Mt 23,8-12
Évangile correspondant au mémorial de saint Bonaventure
En ce temps-là, Jésus dit à ses disciples: “Pour vous, ne vous faites pas donner le titre de Rabbi, car vous n’avez qu’un seul maître pour vous enseigner, et vous êtes tous frères. Ne donnez à personne sur terre le nom de père, car vous n’avez qu’un seul Père, celui qui est aux cieux. Ne vous faites pas non plus donner le titre de maîtres, car vous n’avez qu’un seul maître, le Christ. Le plus grand parmi vous sera votre serviteur. Qui s’élèvera sera abaissé, qui s’abaissera sera élevé.”
Dans l’Évangile que nous avons entendu, le Seigneur nous enseigne comment échapper à l’orgueil pernicieux qui nous domine si facilement et génère un monde d’illusions.
L’homme est profondément marqué par le désir de réaliser quelque chose de grand ou d’être grand lui-même. Nous savons que la tentation de Lucifer a été de ne plus considérer sa sagesse et sa beauté comme un don de Dieu et de servir avec joie le Donateur de dons. Au contraire, il voulait tout prendre sur lui et être considéré comme la cause de sa sagesse et de sa beauté. Il voulait être comme Dieu, mais sans aspirer à la bonté et à l’amour de Dieu. Nous connaissons la suite des événements…
L’archange Michel, sur l’ordre de Dieu, l’a réprimandé (cf. Jude 1,9) ; et lorsque Lucifer a perdu sa place au ciel, il est descendu en colère sur terre (cf. Ap 12,12b), où il joue son rôle jusqu’à ce que son temps soit écoulé et qu’il soit jeté dans le lac de feu (cf. Ap 20,1-3).
De même, l’homme est aussi tenté par l’orgueil, et il s’égare alors facilement. C’est à cela que Jésus s’oppose, en nous présentant la réalité telle qu’elle est dans l’Évangile d’aujourd’hui.

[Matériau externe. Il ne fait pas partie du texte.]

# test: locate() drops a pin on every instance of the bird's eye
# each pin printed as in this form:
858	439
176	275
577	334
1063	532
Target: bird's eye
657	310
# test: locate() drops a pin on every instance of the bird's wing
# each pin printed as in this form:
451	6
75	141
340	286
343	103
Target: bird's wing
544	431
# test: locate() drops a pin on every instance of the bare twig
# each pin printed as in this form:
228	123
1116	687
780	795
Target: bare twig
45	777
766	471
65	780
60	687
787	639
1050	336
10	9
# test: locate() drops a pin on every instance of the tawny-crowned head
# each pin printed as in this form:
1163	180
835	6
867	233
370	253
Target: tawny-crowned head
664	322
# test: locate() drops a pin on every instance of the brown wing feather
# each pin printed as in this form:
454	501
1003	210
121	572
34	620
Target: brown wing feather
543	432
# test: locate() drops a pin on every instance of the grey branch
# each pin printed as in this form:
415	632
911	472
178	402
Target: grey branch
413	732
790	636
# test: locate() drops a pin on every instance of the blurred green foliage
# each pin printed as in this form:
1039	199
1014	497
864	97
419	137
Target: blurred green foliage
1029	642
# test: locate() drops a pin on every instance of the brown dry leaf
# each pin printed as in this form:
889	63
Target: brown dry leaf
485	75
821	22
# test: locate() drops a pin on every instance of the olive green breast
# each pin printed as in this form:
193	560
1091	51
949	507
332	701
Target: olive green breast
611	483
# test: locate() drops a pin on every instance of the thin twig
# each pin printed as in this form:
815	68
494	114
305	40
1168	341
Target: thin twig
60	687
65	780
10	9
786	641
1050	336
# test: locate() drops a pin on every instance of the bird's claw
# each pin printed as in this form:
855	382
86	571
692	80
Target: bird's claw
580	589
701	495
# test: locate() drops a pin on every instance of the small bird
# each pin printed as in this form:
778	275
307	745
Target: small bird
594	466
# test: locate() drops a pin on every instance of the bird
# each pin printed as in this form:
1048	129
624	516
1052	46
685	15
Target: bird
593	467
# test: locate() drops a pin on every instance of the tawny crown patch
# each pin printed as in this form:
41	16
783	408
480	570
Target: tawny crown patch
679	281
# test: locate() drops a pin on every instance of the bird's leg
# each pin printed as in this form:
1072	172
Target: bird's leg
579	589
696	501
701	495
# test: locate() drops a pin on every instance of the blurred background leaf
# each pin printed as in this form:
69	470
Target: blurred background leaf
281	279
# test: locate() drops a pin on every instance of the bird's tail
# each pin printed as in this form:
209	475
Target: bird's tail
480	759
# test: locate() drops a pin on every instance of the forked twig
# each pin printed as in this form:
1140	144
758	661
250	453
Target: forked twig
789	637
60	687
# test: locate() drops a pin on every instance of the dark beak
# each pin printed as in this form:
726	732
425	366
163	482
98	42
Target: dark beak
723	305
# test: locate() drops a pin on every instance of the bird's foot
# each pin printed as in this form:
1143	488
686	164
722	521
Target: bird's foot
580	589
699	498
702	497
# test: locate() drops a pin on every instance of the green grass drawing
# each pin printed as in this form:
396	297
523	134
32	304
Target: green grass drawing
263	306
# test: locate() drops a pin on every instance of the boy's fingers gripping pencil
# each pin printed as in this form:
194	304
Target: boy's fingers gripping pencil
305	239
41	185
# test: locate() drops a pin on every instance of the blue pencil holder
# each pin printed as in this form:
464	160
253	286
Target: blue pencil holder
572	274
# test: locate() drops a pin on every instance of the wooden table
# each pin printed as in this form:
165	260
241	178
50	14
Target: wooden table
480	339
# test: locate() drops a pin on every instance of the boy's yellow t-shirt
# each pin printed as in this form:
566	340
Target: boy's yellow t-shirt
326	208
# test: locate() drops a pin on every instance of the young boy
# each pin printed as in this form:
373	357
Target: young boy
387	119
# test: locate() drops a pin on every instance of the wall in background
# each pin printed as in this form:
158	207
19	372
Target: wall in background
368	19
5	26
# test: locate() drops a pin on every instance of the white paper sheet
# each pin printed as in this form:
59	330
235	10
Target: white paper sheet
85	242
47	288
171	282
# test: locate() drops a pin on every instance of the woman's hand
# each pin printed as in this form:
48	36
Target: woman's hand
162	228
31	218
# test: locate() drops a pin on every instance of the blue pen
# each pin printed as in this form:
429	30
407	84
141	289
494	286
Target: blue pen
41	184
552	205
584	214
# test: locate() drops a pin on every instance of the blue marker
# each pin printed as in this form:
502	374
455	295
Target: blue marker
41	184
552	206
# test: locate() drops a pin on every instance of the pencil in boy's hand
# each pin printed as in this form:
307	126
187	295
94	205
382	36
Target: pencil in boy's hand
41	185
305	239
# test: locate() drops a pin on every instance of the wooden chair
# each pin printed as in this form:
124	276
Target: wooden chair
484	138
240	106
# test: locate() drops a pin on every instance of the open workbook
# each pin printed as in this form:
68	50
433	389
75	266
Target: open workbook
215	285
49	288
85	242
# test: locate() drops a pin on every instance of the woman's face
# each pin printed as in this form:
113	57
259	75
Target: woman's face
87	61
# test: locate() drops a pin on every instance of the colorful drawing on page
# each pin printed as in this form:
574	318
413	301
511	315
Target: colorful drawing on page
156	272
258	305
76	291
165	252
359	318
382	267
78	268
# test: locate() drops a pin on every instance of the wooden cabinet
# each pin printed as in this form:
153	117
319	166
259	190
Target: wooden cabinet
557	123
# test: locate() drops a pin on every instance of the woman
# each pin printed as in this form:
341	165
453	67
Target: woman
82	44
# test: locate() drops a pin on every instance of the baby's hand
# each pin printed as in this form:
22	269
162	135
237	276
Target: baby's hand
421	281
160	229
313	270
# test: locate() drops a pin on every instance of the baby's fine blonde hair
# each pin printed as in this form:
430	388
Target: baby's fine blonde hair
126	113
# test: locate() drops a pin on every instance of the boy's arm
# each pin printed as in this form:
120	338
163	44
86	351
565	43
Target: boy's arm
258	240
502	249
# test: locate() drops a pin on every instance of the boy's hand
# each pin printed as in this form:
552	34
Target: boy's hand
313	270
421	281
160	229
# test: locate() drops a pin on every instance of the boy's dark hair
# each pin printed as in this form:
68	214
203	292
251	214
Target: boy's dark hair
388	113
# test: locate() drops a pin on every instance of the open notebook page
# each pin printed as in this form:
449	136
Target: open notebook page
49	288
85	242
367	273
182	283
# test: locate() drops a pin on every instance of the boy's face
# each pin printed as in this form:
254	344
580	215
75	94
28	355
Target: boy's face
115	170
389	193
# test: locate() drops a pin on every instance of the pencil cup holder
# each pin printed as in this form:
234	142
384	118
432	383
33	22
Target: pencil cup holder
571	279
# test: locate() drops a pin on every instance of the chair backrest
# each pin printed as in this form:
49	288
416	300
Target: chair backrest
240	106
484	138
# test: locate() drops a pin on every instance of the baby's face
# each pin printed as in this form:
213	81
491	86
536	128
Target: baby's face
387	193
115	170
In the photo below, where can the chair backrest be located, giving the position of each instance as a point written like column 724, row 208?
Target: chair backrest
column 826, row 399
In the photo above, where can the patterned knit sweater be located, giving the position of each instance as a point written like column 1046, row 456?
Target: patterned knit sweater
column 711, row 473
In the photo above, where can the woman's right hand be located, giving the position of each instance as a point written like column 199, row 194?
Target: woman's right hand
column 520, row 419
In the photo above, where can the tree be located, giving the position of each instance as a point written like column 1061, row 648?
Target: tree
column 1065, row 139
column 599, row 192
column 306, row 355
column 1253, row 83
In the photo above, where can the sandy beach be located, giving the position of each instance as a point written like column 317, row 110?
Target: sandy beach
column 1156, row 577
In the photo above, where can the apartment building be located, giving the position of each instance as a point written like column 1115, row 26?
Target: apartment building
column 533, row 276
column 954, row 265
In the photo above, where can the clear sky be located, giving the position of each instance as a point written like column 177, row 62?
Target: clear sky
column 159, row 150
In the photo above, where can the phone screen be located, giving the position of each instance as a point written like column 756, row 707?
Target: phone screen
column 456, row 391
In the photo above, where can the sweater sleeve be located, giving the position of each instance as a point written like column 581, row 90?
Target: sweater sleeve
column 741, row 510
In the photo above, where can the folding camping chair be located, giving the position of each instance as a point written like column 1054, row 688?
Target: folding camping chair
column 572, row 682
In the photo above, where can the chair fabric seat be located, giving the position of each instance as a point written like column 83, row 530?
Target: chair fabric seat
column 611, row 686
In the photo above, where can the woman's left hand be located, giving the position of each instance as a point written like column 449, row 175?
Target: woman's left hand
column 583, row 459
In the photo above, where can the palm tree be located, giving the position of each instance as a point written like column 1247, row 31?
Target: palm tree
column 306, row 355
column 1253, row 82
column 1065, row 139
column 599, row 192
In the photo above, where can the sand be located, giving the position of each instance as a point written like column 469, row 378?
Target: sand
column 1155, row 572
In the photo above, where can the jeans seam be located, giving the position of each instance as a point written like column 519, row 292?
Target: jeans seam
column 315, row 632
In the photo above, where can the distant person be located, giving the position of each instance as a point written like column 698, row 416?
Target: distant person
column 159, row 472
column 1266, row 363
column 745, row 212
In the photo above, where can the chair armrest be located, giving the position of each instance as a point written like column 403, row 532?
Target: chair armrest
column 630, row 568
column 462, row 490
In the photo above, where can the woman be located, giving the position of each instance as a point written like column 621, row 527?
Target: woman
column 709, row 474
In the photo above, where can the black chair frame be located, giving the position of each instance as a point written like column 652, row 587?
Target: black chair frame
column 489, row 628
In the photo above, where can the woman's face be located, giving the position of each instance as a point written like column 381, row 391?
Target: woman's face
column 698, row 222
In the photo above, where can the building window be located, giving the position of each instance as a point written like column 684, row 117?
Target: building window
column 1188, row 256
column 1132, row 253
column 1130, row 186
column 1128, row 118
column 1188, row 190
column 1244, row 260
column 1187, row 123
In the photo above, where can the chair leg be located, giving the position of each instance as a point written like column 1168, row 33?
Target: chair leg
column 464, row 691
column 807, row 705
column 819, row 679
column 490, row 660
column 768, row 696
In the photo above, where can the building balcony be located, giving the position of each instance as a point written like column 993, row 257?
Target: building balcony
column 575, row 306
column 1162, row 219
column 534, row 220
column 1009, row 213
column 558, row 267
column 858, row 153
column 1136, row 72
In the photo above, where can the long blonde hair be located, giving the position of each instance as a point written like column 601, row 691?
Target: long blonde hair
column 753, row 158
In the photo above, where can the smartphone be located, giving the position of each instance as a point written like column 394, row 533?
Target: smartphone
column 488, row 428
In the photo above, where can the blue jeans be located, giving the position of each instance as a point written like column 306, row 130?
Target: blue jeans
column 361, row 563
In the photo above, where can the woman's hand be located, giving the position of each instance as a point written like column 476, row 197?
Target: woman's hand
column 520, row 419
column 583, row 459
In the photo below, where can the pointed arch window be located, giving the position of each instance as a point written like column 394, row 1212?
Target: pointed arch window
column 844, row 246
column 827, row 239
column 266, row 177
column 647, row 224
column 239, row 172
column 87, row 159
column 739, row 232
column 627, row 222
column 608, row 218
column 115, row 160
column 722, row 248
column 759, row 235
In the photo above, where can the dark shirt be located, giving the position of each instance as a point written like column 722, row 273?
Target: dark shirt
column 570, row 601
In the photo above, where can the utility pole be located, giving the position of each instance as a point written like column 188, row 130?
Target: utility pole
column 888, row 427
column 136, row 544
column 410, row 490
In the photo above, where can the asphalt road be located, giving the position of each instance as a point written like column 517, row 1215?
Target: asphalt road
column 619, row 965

Notre véritable maître et modèle est Jésus. Tout part de lui et tout va à lui (cf. Col 1,16). Nous ne devons pas nous considérer comme des maîtres, ni considérer les autres comme tels. Si nous rencontrons quelqu’un qui nous aide sur le chemin de Dieu, cela constitue un grand cadeau que nous pouvons accepter avec gratitude. Mais nous ne pouvons jamais idéaliser cette personne, comme si elle possédait la sagesse à elle seule. La sagesse divine est toujours un don, et celui qui l’oublie devient aveugle et peut aussi aveugler les autres. Dans plusieurs passages, Jésus nous le dit très clairement, parce qu’il est parfaitement conscient de cette tentation humaine. Si nous ne tenons pas compte de cette exhortation du Seigneur, il y a toujours le risque que l’homme se mette à la place de Dieu et, en fin de compte, devienne une idole.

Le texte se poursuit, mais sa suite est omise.